Underutilized crops are those which are not in the mainstream food production like millets, local crops, native fruit crops and many more. They are cultivated or wild harvested on a small scale and are an integral part of the culture and heritage of the region.
“These neglected and underutilized crops have the potential to ensure food security of Bhutan,” he said.
Bhutan has a rich biodiversity and using this advantage will not only reduce the pressure on natural resources used for cultivating the main crops but also diversify the nutrition sources.
An example of a neglected crop in Bhutan is the Olochoto (Cyclanthera pedata). “This plant has been in the Bhutanese traditional cooking for a long time but its potential has not been fully understood,” said Dr. Thimmaiah.
Globally more than 80% of the food requirement is met by merely 15 major crops. “Since these crops constitute the major food requirement, emphasis like research and development programs are given to only these crops,” he said.
“To achieve food security we should look at these neglected and underutilized crops, possibly by integrating them into the existing farming system,” he added.
He said Olochoto can be easily cultivated, needs less water and has minimal pest infestation unlike water guzzling crops like rice.
Bhutan imports a large quantity of rice to meet the daily demands. Dr. Thimmaiah said this can be reduced by at least replacing one meal of rice by other foods which are not in the main stream of Bhutanese delicacies.
Citing an example, he said, if one Bhutanese consumes approximately 200 grams of rice a meal then it would come to six kilograms of rice per person a month. In a year it amounts to 73 kilograms of rice per person. And taking the total population of Bhutan as 7, 00,000 people, the total amount or rice consumed in a meal by the whole country will be 50 million kilograms.
“So, if we replace one meal of every Bhutanese by the neglected and underutilized crops, we are saving 50 million kilograms of rice a year,” said Dr Thimmaiah, adding that even a modest 50% of the assumed quantity of the rice will have a huge impact on food security.

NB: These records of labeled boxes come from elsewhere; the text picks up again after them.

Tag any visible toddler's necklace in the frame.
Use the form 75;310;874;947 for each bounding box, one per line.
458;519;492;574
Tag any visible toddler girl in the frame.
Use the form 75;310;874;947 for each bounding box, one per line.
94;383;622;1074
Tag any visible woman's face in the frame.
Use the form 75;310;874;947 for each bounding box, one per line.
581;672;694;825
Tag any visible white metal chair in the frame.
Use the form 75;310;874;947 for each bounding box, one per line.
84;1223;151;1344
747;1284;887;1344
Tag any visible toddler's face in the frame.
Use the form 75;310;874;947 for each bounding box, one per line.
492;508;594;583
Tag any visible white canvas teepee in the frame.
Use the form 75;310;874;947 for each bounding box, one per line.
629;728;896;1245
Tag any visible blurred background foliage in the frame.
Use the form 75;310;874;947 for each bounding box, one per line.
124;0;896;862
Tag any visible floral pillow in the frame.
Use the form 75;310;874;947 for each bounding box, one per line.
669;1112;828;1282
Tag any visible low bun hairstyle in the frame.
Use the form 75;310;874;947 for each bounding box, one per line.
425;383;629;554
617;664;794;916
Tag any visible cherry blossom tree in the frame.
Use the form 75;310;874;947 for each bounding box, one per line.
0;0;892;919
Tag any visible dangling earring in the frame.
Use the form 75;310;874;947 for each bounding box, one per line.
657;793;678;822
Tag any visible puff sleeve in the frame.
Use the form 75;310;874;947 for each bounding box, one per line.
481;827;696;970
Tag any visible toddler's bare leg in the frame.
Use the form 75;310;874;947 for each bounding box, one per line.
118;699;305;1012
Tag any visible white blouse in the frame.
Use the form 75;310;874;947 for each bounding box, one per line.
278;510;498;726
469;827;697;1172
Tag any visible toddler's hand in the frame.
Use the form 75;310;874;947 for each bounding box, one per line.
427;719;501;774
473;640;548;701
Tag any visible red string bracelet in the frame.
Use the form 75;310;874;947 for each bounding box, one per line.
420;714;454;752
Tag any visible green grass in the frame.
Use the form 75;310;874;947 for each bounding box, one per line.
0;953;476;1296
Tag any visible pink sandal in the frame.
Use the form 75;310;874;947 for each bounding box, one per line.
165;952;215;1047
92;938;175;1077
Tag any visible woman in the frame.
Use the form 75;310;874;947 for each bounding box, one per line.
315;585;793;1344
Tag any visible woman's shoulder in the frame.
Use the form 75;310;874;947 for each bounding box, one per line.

These neglected crops can be integrated in the Bhutanese cuisine. For example, Olochoto can be cultivated easily in Bhutan and also provides a source of food and income to the farmers.
In Bhutan, Olochoto is cooked with cheese and chilies but has hardly made into the main stream of Bhutanese cuisines. Dr. Thimmaiah said Bhutanese have to integrate all those underutilized crops as their mainstream food to reduce pressure on rice and other main crops.
However, the availability of seeds is one of the problems. Farmers who cultivate these crops have an informal seed sharing system and it is difficult to find seeds in the open market.
“The most important aspect in these underutilized crops is developing appropriate gastronomy with innovative cuisines to popularize them. I have tried stuffing the Olochoto with potato and it tastes very good and the method of preparation is very simple,” he said.
An organization based in Malaysia called the Crops for Future (CFF) is also actively involved in the promotion of neglected and underutilized crops. CFF facilitates access to knowledge and create awareness on these potential crops for the benefit of the poor.
This organization helps promote greater consumption and production of neglected and underutilized crops, increase income for agriculture producers and processors and enhance nutrition through dietary diversity.
In Bhutan, the conservation and documentation of biodiversity is undertaken by the National Biodiversity Center under agriculture and forest ministry.
“It is equally important to create awareness on production, use, nutritional benefits and support market development for the neglected and underutilized crops,” said Dr. Thimmaiah.